Monika Vasilyan

Personal information
- Born: 8 October 1995 (age 30)
- Height: 166 cm (5 ft 5 in)
- Weight: 59 kg (130 lb)

Sport
- Sport: Swimming
- Strokes: Freestyle

= Monika Vasilyan =

Armenian swimmer

Monika Vasilyan (born 8 October 1995) is an Armenian swimmer. She has represented her country at European and World Aquatic Championship.

==Career==
Vasilyan took up swimming when aged 3 years old, she was influenced by her uncle who was a water polo player. She competes mainly in the 50m freestyle and 100m freestyle, she competed in the 2014 European Aquatics Championships and the 2016 European Aquatics Championships and also swam in the 2013 World Aquatics Championships and two years later in the 2015 World Aquatics Championships.

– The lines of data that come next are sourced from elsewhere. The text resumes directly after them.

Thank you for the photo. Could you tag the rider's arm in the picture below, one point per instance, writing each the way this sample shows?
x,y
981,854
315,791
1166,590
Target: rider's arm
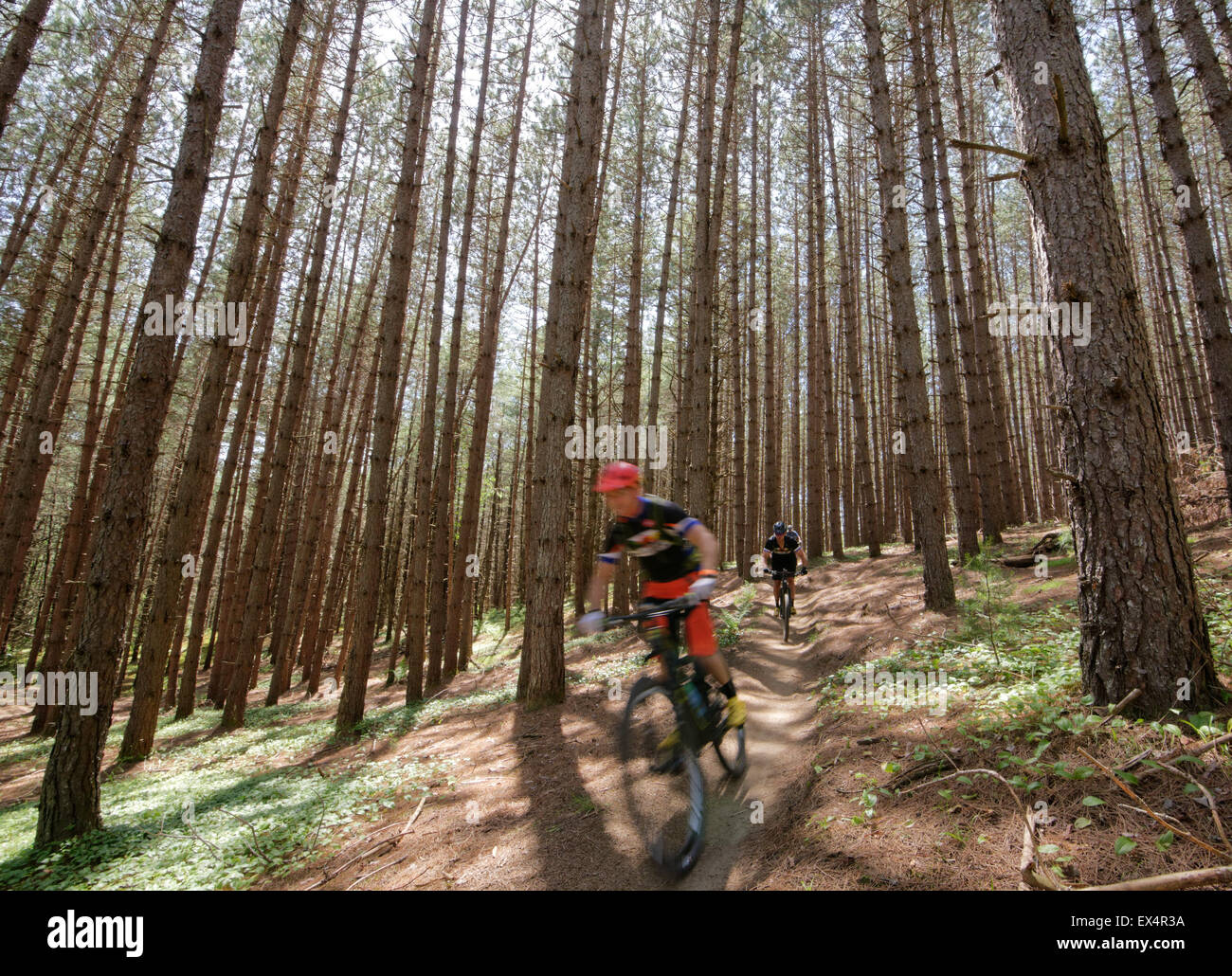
x,y
599,582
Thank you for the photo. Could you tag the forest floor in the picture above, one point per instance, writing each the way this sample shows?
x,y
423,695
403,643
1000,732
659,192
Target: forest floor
x,y
471,791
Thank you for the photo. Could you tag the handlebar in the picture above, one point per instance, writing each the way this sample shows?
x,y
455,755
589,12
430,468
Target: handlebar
x,y
664,609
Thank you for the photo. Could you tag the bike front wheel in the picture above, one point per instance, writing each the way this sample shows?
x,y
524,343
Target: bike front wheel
x,y
730,747
663,782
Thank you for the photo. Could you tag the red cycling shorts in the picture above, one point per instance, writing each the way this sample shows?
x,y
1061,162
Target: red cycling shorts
x,y
698,628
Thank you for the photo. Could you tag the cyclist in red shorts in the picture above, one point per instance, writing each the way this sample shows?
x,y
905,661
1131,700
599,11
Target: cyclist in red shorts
x,y
679,558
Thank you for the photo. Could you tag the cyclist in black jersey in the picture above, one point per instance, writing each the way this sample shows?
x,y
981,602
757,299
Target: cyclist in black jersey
x,y
784,551
679,557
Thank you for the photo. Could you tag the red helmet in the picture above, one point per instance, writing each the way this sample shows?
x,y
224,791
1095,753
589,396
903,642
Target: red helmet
x,y
617,475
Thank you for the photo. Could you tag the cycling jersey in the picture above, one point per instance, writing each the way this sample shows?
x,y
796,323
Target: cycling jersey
x,y
656,536
669,562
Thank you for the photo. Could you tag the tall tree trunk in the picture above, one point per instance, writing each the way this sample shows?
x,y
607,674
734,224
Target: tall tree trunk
x,y
927,492
1204,271
69,799
541,675
16,57
393,313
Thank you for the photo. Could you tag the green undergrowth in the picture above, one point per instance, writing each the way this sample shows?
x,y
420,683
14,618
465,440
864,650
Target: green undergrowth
x,y
1013,696
728,623
218,811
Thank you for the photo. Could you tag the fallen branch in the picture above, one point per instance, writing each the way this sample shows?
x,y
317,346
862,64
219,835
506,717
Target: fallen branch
x,y
1169,882
1210,803
257,840
1027,863
990,148
1122,705
1154,816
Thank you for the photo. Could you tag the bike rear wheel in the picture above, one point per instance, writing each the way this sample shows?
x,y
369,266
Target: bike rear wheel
x,y
663,787
730,747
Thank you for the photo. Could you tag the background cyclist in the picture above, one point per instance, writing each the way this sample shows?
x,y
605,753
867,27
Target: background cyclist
x,y
784,551
679,557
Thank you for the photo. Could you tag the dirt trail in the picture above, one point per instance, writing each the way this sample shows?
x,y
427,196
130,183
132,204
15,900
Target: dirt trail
x,y
538,800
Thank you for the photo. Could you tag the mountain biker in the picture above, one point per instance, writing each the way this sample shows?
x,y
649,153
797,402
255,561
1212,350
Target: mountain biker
x,y
679,558
784,551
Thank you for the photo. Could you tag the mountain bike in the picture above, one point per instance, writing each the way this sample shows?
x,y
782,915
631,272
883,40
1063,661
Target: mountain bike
x,y
785,604
668,722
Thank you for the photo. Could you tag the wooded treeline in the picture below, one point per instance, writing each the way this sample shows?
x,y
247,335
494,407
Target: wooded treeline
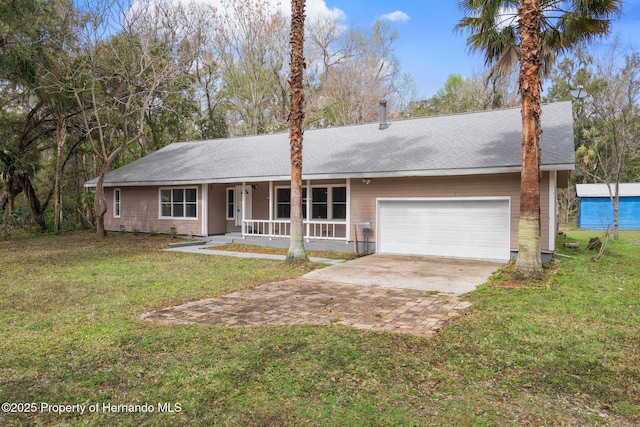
x,y
90,85
87,86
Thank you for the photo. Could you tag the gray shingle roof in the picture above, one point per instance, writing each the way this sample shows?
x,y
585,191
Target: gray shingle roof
x,y
472,143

In 2016, she was given an Olympic wildcard to enter the 2016 Summer Olympics in Rio de Janeiro, Brazil, but during training in Rio, she damaged her arm and on doctors advice she didn't compete. She was scheduled to compete in the women's 50 metre freestyle event.

Vasilyan has been National Swimming Champion for seven years, and holds three National records.

She is currently studying at the Armenian State Institute of Physical Culture.